If McConnell and Cornyn can get the Senate to pass their bill, then the Senate could vote on it as early as Tuesday, but it will likely not be approved.
Republicans need at least 60 votes to overcome a filibuster in the chamber, which would require Democrats to vote against the bill or risk a filibuster.
A majority of Senate Republicans also support a constitutional amendment that would require the president to submit legislation to Congress.
The amendment, called a “vote-a-rama,” has been proposed before, but this time the GOP could force Democrats to allow the amendment if they can get 60 votes.
The Republican Senate has already held the floor a number of times to consider an amendment to force the president’s hand to submit major legislation and they have also voted to approve a similar amendment to block the EPA from enforcing greenhouse gas limits.
That’s why it’s important for the Senate Republicans to get as many Republicans on board as possible to pass the health plan and the CRA.
This means Republicans will need to get the support of at least five Democrats to get a vote on the CRA amendment, and the Senate will need three Democrats to support the amendment.

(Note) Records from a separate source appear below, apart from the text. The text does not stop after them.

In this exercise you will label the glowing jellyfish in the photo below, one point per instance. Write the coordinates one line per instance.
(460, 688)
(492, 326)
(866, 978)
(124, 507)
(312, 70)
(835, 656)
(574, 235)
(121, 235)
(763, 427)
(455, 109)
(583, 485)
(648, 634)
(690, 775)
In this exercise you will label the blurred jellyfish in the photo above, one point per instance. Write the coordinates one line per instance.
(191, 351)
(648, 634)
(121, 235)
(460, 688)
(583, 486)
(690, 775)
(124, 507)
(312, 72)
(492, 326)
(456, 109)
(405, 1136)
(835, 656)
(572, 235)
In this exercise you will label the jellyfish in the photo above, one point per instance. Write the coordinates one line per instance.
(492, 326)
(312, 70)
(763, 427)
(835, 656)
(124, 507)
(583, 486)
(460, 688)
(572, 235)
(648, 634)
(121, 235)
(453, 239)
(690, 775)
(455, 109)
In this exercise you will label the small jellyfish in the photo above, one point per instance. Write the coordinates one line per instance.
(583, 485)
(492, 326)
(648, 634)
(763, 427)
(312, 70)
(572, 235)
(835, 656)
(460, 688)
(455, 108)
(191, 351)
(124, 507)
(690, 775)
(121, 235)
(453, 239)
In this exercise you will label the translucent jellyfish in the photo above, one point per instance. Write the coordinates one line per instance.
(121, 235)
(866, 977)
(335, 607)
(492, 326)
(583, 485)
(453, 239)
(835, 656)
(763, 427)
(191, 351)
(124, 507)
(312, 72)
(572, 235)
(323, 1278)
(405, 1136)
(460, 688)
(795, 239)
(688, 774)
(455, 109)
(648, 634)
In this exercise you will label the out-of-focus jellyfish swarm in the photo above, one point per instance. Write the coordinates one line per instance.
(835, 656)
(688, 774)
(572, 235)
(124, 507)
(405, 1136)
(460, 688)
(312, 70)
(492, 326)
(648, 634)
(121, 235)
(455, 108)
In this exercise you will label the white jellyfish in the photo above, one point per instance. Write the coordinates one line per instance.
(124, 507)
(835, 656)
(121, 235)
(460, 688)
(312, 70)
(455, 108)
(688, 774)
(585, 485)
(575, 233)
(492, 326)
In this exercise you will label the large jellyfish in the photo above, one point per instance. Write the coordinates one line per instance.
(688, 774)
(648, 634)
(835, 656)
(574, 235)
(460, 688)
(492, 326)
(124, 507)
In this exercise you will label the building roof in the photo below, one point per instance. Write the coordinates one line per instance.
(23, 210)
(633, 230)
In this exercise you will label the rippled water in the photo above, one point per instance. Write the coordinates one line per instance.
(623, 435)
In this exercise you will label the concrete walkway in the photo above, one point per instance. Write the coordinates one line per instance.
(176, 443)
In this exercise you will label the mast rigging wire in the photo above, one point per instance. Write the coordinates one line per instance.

But if the GOP wins 60 votes, the Senate can pass the CRA and then the bill into law without needing a simple majority of the 60 votes from Republicans.
That means Democrats will likely have to back the CRA as part of any major health care legislation.
This is because the House passed a bill last week that would make it easier for insurance companies to charge higher premiums to low-income people with pre-existing conditions.
But Republicans and President Trump have been unable to get their health care overhaul through Congress.
Trump has made repealing the ACA the centerpiece of his legislative agenda.
But he has failed to get support from a majority of Republicans in Congress, including several GOP senators.
Republicans also are running into resistance from their base in their base districts.
A new Washington Post-ABC News poll finds that Republicans are increasingly reluctant to support a health care plan if it includes a price tag.
Forty-five percent of Republicans said they would oppose a bill that includes a cost-sharing reduction (CSR) program for low- and moderate-income households.
Only 21 percent of Democrats said they’d support such a plan.
And while Trump has promised to deliver on his campaign promise to repeal and replace the ACA, the president has also suggested he would sign a health bill without a price.
The president has repeatedly said he wants to get health care back on the agenda in the first 100 days of his administration.
If Republicans don’t make significant changes to their health policy proposals, the Trump administration will be in a difficult position.
And Republicans have to be prepared to go against their base and the White Senate if they want to keep control of the chamber.